C. DUE DILIGENCE PROSEDÜRÜNÜN BİRLEŞME VE DEVRALMA İŞLEMLERİNE ETKİSİ
Due Diligence prosedürünün bağlayıcı olmayan teklif ile bağlayıcı teklif, müzakereler ve sürecin tamamlanması arasındaki aşamada yer aldığı yukarıda belirtilmişti. Bu aşamada Due Diligence alanında uzman kişiler tarafından yürütülerek bu süreçte elde edilen bilgiler ve özellikle risklere değinilen ve “Due Diligence Raporu” olarak adlandırılan bir rapor hazırlanmaktadır. Nitekim işlemin sağlıklı ve özellikle potansiyel yatırımcının menfaatlerini koruyacak şekilde tamamlanabilmesi adına Due Diligence prosedürü sonucunda ortaya çıkan verilerden sıklıkla yararlanılmaktadır.
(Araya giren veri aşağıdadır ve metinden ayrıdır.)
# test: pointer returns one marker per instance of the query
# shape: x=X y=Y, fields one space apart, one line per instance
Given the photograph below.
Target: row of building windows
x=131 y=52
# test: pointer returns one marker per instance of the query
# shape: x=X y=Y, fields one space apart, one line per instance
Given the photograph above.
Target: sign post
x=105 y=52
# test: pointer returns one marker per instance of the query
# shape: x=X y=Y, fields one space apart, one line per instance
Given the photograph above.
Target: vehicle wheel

Bu tür bir yararlanma kendini en çok potansiyel alıcı ve satıcı arasında düzenlenecek olan işlem belgelerinde ve özellikle pay/malvarlığı satış sözleşmelerinde kendini göstermektedir. İşbu işlem belgelerinde Due Diligence raporunda tespiti yapılan risklerin bertarafına yönelik çeşitli mekanizmalar kurulmaktadır. Bu mekanizmalara örnek olarak satıcıların beyan ve tekeffüllerinin belirlenerek sorumluluk ve tazminat mekanizmasının oluşturulması, işlemin tamamlanmasının yalnızca riskin bertaraf edilmesine bağlanması (örnek olarak eksik bir iznin hedef şirket tarafından temin edilmesi) veya riskten ileriki dönemde doğabilecek bir zararın satıcı tarafından karşılanması amacıyla taahhüt ve/veya garanti alınması olarak gösterilebilir.
Diğer yandan Due Diligence sonucunda ortaya konan veri ve riskler müzakere sürecinde de yüksek önem taşımaktadır. Yüksek seviyedeki riskler potansiyel alıcının müzakere aşamasında elini güçlendirebilmekte veya bu doğrultuda satış bedelinin ayarlanması sonucunu doğurmaktadır. Ayrıca Due Diligence süreci ayrıca alıcının yatırım kararı alırken teklif koşulları üzerinde de etkilidir. Risk tespiti neticesinde, devir bedeli, devir şartları ve teminat mekanizmaları üzerinde etkisi olan Due Diligence, bu kapsamda alıcının yatırım kararını da etkilemektedir.
D. SONUÇ
Birleşme ve devralma süreçlerinin vazgeçilmez ve en önemli aşamalarından birini Due Diligence oluşturur. Due Diligence hedef şirketin/malvarlığının her açıdan detaylı olarak analiz edilmesi ve risklerin ortaya çıkarılmasını amaçlar. Due Diligence sonucunda ortaya konulan veriler bir birleşme ve devralma işleminin akıbetini önemli ölçüde etkiler. Özellikle potansiyel alıcının işlemi gerçekleştirmekteki menfaatinin korunması adına taraflar arasında düzenlenecek işlem dokümanlarında işbu veriler ve özellikle risklerden hareketle özel düzenlemeler yapılması ve çeşitli koruyucu mekanizmalar düzenlenmesi mümkündür.